Names, mobile phone numbers and email addresses were compromised in the breach, which involved 57 million users worldwide. That included 2.7 million user accounts in Britain, representing the vast majority of people using the ride-hailing service in the country.
The UK Information Commission Office (ICO) fined 385,000 lira ($ 490,760) for the company, while the Netherlands Data Protection Agency (DPA) fined 600,000 euros ($ 678,780).

. This is not only a serious failure of the data security on the part of Uber, but also for the customers and drivers that have stolen their personal information, göz ICO Director Director Steve Eckersley said in a statement.

Adı At that time, no steps were taken to inform anyone affected by the infringement or to offer help and support. That left them vulnerable. “

The ICO also noted that in October and November 2016, about 82,000 drivers based in the UK kept records – including details of travels and how much they paid.

The violation took place earlier this year before the entry into force of the General Data Protection Directive (GDPR). This will allow the ICO to fine up to 17 million liras or fines up to 4% of the company’s global turnover.

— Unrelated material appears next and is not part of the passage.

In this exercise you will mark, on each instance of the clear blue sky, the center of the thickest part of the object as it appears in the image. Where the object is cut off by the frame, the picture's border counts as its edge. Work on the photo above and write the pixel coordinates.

He is also faced with a long-standing legal battle over workers’ rights in London, facing licensing issues in London. He said he has changed data applications since 2016 and has hired the chief secretary and data protection officer of this year.
Uber, said in a statement, “We are pleased to end this data since 2016 section.” Said.

Için As we shared with European officials during their investigation, we have carried out a series of technical improvements both immediately after the events and since then for the security of our systems. “

In the Netherlands, 174 thousand people were violated and the Dutch DPA said it punished Uber for not reporting 72 hours after the incident.